PART IV--A VOYAGE TO THE COUNTRY OF THE HOUYHNHNMS.
8. CHAPTER VIII.
(continued)
In educating the youth of both sexes, their method is admirable,
and highly deserves our imitation. These are not suffered to taste
a grain of oats, except upon certain days, till eighteen years old;
nor milk, but very rarely; and in summer they graze two hours in
the morning, and as many in the evening, which their parents
likewise observe; but the servants are not allowed above half that
time, and a great part of their grass is brought home, which they
eat at the most convenient hours, when they can be best spared from
work.
Temperance, industry, exercise, and cleanliness, are the lessons
equally enjoined to the young ones of both sexes: and my master
thought it monstrous in us, to give the females a different kind of
education from the males, except in some articles of domestic
management; whereby, as he truly observed, one half of our natives
were good for nothing but bringing children into the world; and to
trust the care of our children to such useless animals, he said,
was yet a greater instance of brutality.
But the Houyhnhnms train up their youth to strength, speed, and
hardiness, by exercising them in running races up and down steep
hills, and over hard stony grounds; and when they are all in a
sweat, they are ordered to leap over head and ears into a pond or
river. Four times a year the youth of a certain district meet to
show their proficiency in running and leaping, and other feats of
strength and agility; where the victor is rewarded with a song in
his or her praise. On this festival, the servants drive a herd of
Yahoos into the field, laden with hay, and oats, and milk, for a
repast to the Houyhnhnms; after which, these brutes are immediately
driven back again, for fear of being noisome to the assembly.

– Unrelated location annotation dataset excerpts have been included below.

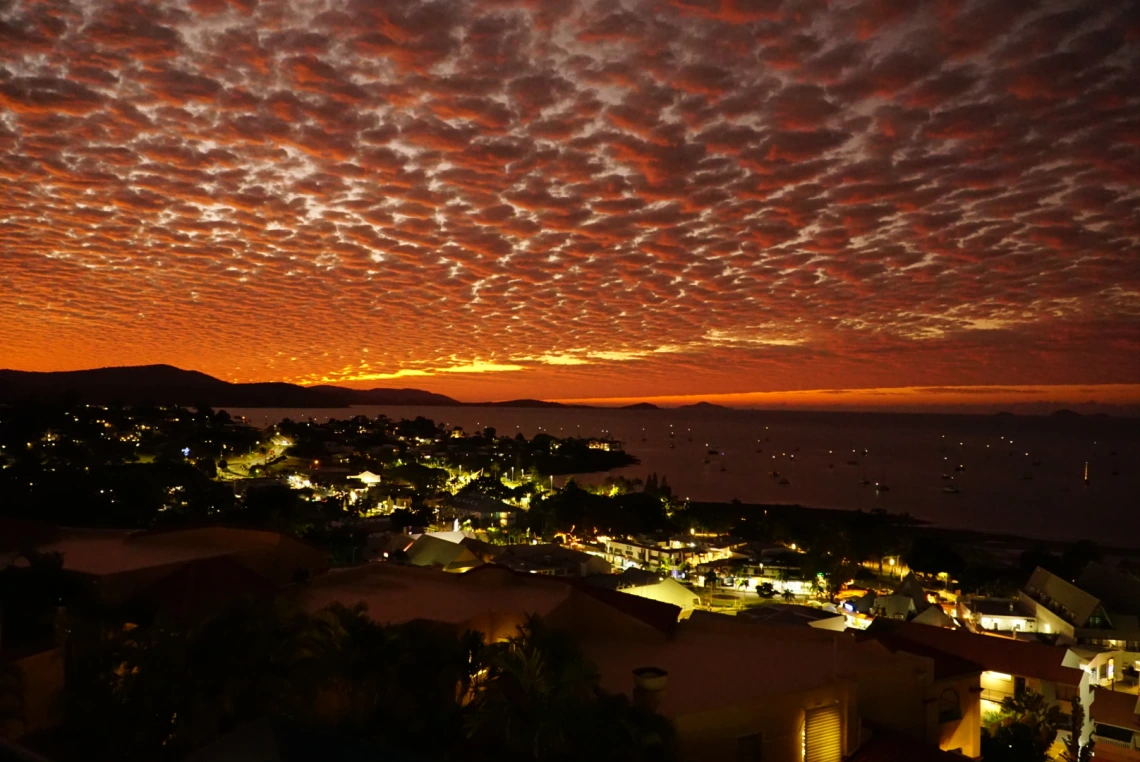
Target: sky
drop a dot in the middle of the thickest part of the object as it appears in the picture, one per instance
(576, 200)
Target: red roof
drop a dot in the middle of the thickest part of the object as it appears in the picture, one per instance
(945, 664)
(204, 585)
(656, 614)
(1115, 708)
(993, 653)
(889, 746)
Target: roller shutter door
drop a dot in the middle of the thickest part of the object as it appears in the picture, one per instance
(823, 735)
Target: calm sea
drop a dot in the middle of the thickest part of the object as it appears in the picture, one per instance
(1022, 475)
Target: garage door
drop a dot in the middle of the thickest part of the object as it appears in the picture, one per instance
(823, 735)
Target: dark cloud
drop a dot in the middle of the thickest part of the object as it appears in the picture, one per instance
(621, 197)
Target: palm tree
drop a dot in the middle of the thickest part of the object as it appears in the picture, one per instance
(1075, 751)
(542, 700)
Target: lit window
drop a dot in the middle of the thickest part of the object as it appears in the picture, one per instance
(822, 735)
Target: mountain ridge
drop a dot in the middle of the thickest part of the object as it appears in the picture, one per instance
(132, 384)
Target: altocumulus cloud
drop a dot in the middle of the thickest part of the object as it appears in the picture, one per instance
(643, 196)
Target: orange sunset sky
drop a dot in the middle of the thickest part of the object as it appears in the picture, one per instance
(880, 203)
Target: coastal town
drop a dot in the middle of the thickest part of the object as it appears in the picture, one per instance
(837, 634)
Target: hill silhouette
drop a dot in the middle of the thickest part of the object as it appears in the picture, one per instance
(171, 386)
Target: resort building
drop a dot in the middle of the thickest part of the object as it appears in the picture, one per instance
(1100, 609)
(1003, 615)
(1116, 726)
(672, 553)
(1009, 667)
(772, 694)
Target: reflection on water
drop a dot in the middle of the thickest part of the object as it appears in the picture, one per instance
(1023, 475)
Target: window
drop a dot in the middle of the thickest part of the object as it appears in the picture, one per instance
(949, 707)
(750, 748)
(822, 735)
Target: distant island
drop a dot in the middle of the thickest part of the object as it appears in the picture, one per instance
(703, 406)
(165, 384)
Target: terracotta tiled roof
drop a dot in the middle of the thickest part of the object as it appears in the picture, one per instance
(889, 746)
(994, 654)
(658, 615)
(945, 664)
(1115, 708)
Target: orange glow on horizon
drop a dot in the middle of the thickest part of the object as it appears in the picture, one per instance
(896, 398)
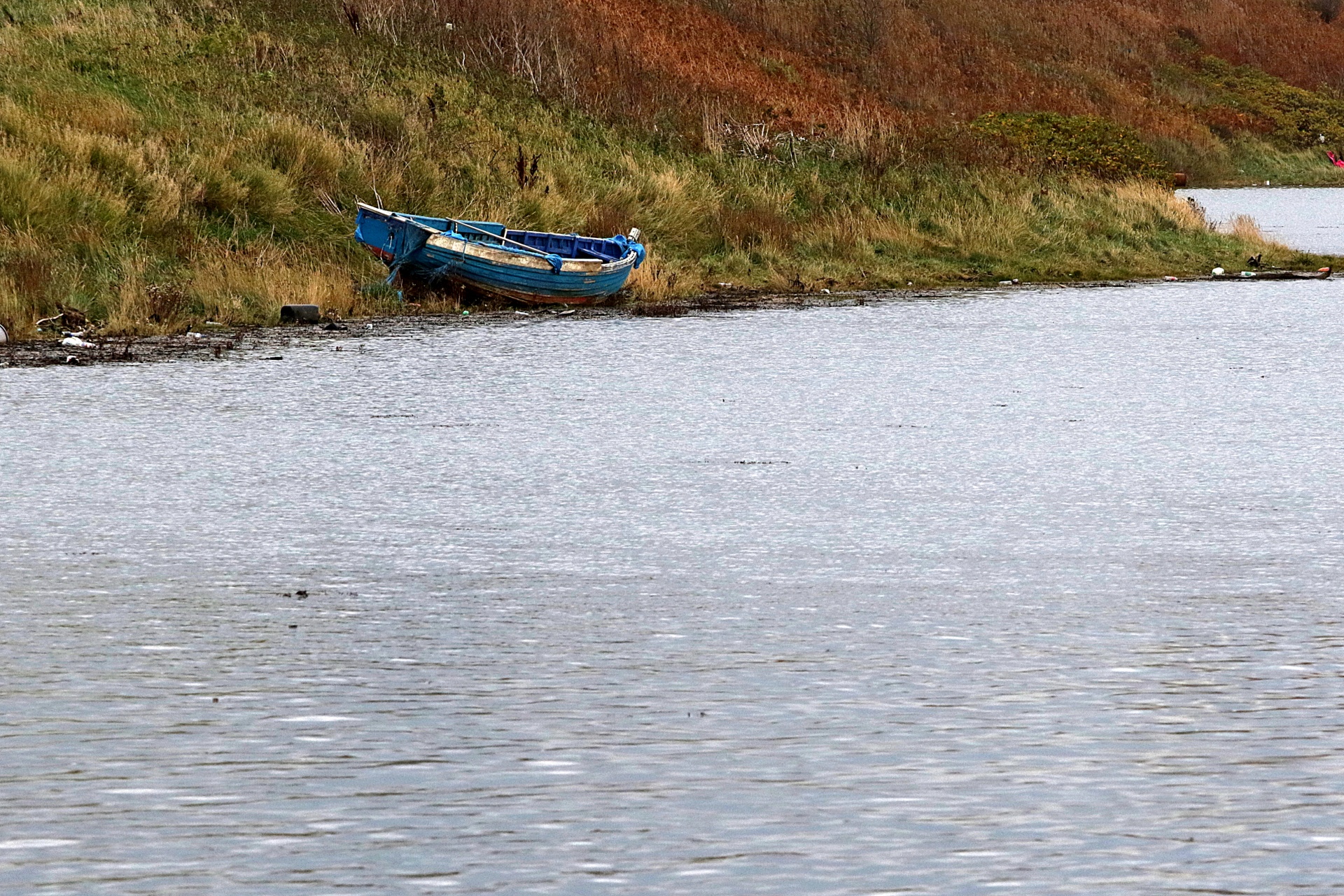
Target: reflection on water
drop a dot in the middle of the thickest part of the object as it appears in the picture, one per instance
(1031, 590)
(1307, 218)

Every fourth year, at the vernal equinox, there is a representative
council of the whole nation, which meets in a plain about twenty
miles from our house, and continues about five or six days. Here
they inquire into the state and condition of the several districts;
whether they abound or be deficient in hay or oats, or cows, or
Yahoos; and wherever there is any want (which is but seldom) it is
immediately supplied by unanimous consent and contribution. Here
likewise the regulation of children is settled: as for instance,
if a Houyhnhnm has two males, he changes one of them with another
that has two females; and when a child has been lost by any
casualty, where the mother is past breeding, it is determined what
family in the district shall breed another to supply the loss.